Manzenreiter: "Eberharts Museum ist wichtig"
Villachs Bürgermeister Helmut Manzenreiter äußert sich in einem Interview zur Kritik an Reinhard Eberhart.

Foto © WeichselbraunVillachs Bürgermeister Helmut Manzenreiter
Die Stadt Villach fördert den selbst ernannten Faschingsgeneral und Ideengroßindustriellen Reinhard Eberhart mit 30.000 Euro. Der muss sich deshalb kritischen Angriffen stellen. Warum halten Sie an ihm fest?
HELMUT MANZENREITER: Es geht nicht um die Person des Herrn Eberhart. Sein Museum, das "REM", ist ein wichtiges Projekt, in das auch schon das Land Kärnten massiv investiert hat. Jetzt wird es eben, damit man es noch verbessern kann, auch von der Stadt Villach gefördert.
Um welche Art der Förderung handelt es sich dabei konkret?
MANZENREITER: Die 30.000 Euro sind ein Investitionszuschuss der Stadt für bauliche Maßnahmen, um die Besucherkapazität des Museums zu erweitern. Das ist also keine Förderung für den Betrieb oder gar für den Herrn Eberhart.
Aus welchem Topf der Stadt kommt dieses Geld?
MANZENREITER: Konkret kommt es aus dem Zinsertrag des Kelag-Fonds, welcher auch in die Tourismusförderung fließt.
Was sagen Sie zu den harschen Vorwürfen gegen Eberhart?
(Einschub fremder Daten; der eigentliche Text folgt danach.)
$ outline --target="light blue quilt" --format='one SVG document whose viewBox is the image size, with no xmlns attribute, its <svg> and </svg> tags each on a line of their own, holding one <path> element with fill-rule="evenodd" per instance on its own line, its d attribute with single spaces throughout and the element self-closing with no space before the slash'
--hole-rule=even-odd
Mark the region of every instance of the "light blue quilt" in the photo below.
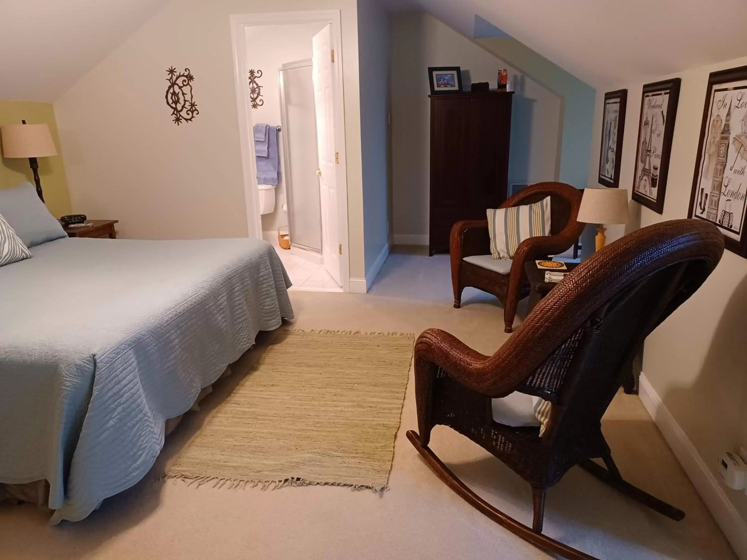
<svg viewBox="0 0 747 560">
<path fill-rule="evenodd" d="M 292 319 L 275 250 L 250 239 L 59 239 L 0 267 L 0 482 L 46 479 L 53 523 L 152 466 L 167 418 Z"/>
</svg>

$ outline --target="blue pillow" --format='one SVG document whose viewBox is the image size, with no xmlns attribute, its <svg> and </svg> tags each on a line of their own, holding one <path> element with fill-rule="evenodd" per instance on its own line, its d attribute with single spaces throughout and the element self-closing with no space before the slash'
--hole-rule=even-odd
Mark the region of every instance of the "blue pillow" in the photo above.
<svg viewBox="0 0 747 560">
<path fill-rule="evenodd" d="M 27 247 L 67 237 L 31 183 L 0 189 L 0 214 Z"/>
</svg>

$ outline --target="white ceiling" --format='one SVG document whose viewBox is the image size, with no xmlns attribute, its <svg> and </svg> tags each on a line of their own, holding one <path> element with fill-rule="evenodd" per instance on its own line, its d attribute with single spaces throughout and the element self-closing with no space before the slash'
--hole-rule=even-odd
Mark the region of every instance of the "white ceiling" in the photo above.
<svg viewBox="0 0 747 560">
<path fill-rule="evenodd" d="M 0 99 L 54 102 L 168 0 L 0 0 Z"/>
<path fill-rule="evenodd" d="M 595 87 L 747 56 L 745 0 L 381 1 L 470 37 L 480 16 Z M 55 101 L 167 1 L 0 0 L 0 99 Z"/>
<path fill-rule="evenodd" d="M 475 15 L 595 87 L 747 56 L 745 0 L 381 0 L 471 37 Z"/>
</svg>

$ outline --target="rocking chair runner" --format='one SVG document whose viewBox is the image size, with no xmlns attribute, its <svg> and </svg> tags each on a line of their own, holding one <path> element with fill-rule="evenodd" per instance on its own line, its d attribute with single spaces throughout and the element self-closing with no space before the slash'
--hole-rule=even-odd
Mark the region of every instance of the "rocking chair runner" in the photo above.
<svg viewBox="0 0 747 560">
<path fill-rule="evenodd" d="M 542 535 L 545 491 L 578 464 L 622 494 L 675 520 L 684 513 L 626 482 L 612 459 L 601 417 L 646 336 L 705 281 L 724 251 L 712 224 L 678 220 L 611 243 L 542 299 L 492 356 L 431 329 L 415 343 L 420 433 L 407 437 L 462 498 L 522 538 L 568 559 L 592 559 Z M 493 420 L 493 398 L 514 391 L 550 401 L 544 435 Z M 500 458 L 532 487 L 530 528 L 483 500 L 428 447 L 448 426 Z M 607 468 L 592 461 L 601 458 Z"/>
</svg>

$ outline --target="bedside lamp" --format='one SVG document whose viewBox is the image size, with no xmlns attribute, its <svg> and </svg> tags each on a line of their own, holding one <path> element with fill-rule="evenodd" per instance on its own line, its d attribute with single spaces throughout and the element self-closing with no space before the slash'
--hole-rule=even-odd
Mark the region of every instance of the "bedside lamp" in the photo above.
<svg viewBox="0 0 747 560">
<path fill-rule="evenodd" d="M 627 191 L 604 187 L 584 189 L 577 220 L 599 225 L 597 228 L 596 250 L 600 250 L 607 241 L 604 236 L 607 228 L 604 227 L 604 224 L 627 223 Z"/>
<path fill-rule="evenodd" d="M 57 155 L 57 149 L 52 141 L 49 127 L 46 125 L 27 125 L 21 121 L 21 125 L 2 125 L 2 152 L 6 158 L 28 158 L 34 182 L 37 184 L 37 194 L 42 202 L 42 184 L 39 179 L 39 163 L 37 158 Z"/>
</svg>

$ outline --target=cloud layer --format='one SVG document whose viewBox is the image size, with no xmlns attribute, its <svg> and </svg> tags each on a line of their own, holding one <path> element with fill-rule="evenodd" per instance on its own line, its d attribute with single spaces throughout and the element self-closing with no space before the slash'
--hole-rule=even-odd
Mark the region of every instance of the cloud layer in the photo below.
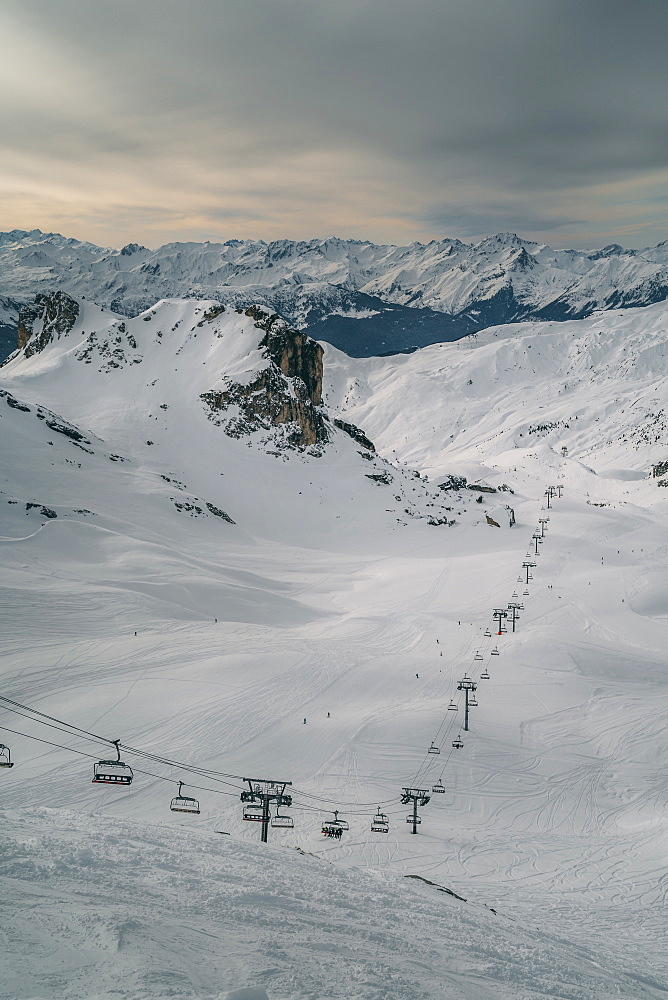
<svg viewBox="0 0 668 1000">
<path fill-rule="evenodd" d="M 664 239 L 658 0 L 5 0 L 3 228 Z"/>
</svg>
MANZENREITER: Die Auseinandersetzung, die Herr Eberhart mit Landeshauptmann Gerhard Dörfler hat, ist nicht entscheidend. Wenn die zwei ein Problem miteinander haben, hat das auf unsere Entscheidungen überhaupt keinen Einfluss.
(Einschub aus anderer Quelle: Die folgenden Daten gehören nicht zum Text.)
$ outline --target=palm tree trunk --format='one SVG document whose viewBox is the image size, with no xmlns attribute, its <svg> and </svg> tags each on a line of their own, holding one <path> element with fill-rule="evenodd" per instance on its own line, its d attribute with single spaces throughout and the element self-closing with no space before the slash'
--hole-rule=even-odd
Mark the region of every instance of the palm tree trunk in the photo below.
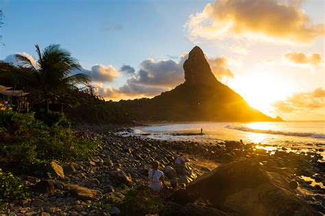
<svg viewBox="0 0 325 216">
<path fill-rule="evenodd" d="M 49 114 L 49 97 L 47 95 L 45 95 L 45 113 L 46 115 Z"/>
</svg>

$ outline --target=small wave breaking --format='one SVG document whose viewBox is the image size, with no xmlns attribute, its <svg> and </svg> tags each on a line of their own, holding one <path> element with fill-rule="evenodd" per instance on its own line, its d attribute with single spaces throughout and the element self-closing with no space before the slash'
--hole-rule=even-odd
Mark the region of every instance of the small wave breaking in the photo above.
<svg viewBox="0 0 325 216">
<path fill-rule="evenodd" d="M 225 126 L 225 128 L 232 129 L 232 130 L 244 131 L 244 132 L 258 133 L 258 134 L 275 134 L 275 135 L 313 137 L 315 139 L 325 139 L 325 134 L 322 134 L 291 132 L 276 131 L 276 130 L 258 130 L 258 129 L 252 129 L 252 128 L 246 128 L 243 126 L 237 126 L 237 125 L 228 125 Z"/>
</svg>

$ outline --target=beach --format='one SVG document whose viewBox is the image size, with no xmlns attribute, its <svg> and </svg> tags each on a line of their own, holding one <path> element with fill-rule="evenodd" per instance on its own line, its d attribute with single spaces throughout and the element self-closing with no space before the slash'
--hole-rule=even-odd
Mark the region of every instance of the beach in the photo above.
<svg viewBox="0 0 325 216">
<path fill-rule="evenodd" d="M 215 168 L 222 168 L 224 166 L 232 167 L 233 163 L 234 166 L 236 163 L 250 163 L 250 160 L 253 160 L 261 167 L 258 167 L 265 171 L 265 173 L 276 173 L 280 175 L 280 190 L 287 190 L 287 195 L 294 199 L 299 197 L 295 202 L 304 200 L 304 204 L 301 207 L 304 211 L 324 213 L 322 205 L 324 198 L 324 163 L 322 156 L 315 151 L 293 152 L 287 151 L 283 147 L 278 147 L 276 150 L 269 152 L 259 147 L 261 145 L 258 143 L 241 143 L 239 140 L 204 143 L 128 135 L 128 133 L 134 132 L 134 129 L 132 128 L 134 128 L 104 125 L 75 127 L 75 130 L 79 137 L 99 141 L 100 145 L 94 155 L 86 160 L 65 165 L 56 164 L 56 166 L 62 167 L 64 173 L 63 178 L 58 173 L 54 179 L 23 176 L 27 184 L 36 189 L 30 199 L 10 204 L 10 211 L 18 215 L 40 213 L 44 213 L 42 215 L 46 213 L 58 215 L 130 215 L 130 211 L 134 209 L 130 206 L 129 208 L 125 208 L 123 203 L 128 203 L 128 200 L 124 200 L 128 195 L 123 191 L 134 187 L 147 188 L 147 171 L 151 167 L 151 163 L 154 160 L 159 160 L 161 164 L 160 169 L 164 170 L 166 167 L 173 166 L 176 153 L 180 152 L 184 154 L 188 162 L 186 174 L 177 173 L 176 178 L 180 184 L 191 185 L 191 182 L 195 181 L 199 176 L 213 173 L 211 171 Z M 320 147 L 322 148 L 322 146 Z M 243 167 L 243 169 L 246 168 Z M 56 170 L 58 171 L 58 169 L 54 169 L 54 174 Z M 165 171 L 167 184 L 173 177 L 170 175 Z M 236 173 L 233 175 L 236 178 Z M 270 178 L 270 181 L 274 180 L 274 177 L 267 178 Z M 45 182 L 51 185 L 47 188 L 53 187 L 53 190 L 38 191 L 35 185 L 42 185 Z M 298 183 L 297 187 L 290 189 L 289 182 Z M 231 184 L 229 183 L 229 185 Z M 138 213 L 139 215 L 156 214 L 166 208 L 173 208 L 170 207 L 170 203 L 164 199 L 154 200 L 157 206 L 161 205 L 160 208 L 141 208 L 139 207 L 140 202 L 145 202 L 149 205 L 154 200 L 149 195 L 137 195 L 136 197 L 144 200 L 138 204 L 135 202 L 139 207 L 136 211 L 140 211 L 140 213 Z M 283 202 L 287 202 L 285 200 Z M 202 203 L 200 200 L 195 202 L 197 205 L 195 208 L 210 207 Z M 288 204 L 287 207 L 293 208 L 293 206 Z M 310 207 L 311 209 L 309 208 Z M 183 210 L 180 211 L 184 212 L 188 210 L 186 208 L 189 206 L 182 208 L 182 208 Z M 278 211 L 279 207 L 272 208 Z M 225 209 L 221 210 L 226 214 L 237 212 L 235 208 L 231 208 L 231 205 L 228 206 L 228 211 Z"/>
</svg>

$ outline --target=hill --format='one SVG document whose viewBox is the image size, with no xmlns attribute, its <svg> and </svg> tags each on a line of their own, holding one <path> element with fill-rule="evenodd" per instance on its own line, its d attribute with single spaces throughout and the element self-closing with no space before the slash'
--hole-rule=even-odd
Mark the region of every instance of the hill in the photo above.
<svg viewBox="0 0 325 216">
<path fill-rule="evenodd" d="M 202 50 L 195 47 L 183 65 L 185 82 L 152 99 L 121 100 L 135 120 L 272 121 L 221 84 L 211 72 Z"/>
</svg>

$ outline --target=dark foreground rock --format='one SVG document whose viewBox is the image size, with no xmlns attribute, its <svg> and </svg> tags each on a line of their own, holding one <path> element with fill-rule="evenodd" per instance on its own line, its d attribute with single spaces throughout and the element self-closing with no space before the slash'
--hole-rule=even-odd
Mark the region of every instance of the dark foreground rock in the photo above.
<svg viewBox="0 0 325 216">
<path fill-rule="evenodd" d="M 182 200 L 186 199 L 181 191 Z M 254 159 L 221 165 L 189 184 L 189 195 L 200 194 L 216 208 L 246 215 L 318 215 L 298 197 L 276 173 L 267 172 Z M 180 196 L 182 197 L 182 196 Z M 174 201 L 180 202 L 176 192 Z M 191 197 L 193 197 L 193 195 Z"/>
</svg>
ÖVP-Stadtrat Peter Weidinger hat nach einem anfänglichen "Ja" die Förderung des "REM" zurückgezogen. Was sagen Sie dazu?
MANZENREITER: Die ÖVP ist abgesprungen, obwohl Landesrat Martinz dafür ist. Ich habe einen Brief von ihm, in dem er schreibt, das Projekt zu unterstützen, wenn wir auch etwas geben.
Wird es für Eberhart weitere Förderungen geben?
MANZENREITER: 2010 nicht. Alles weitere wird erst entschieden.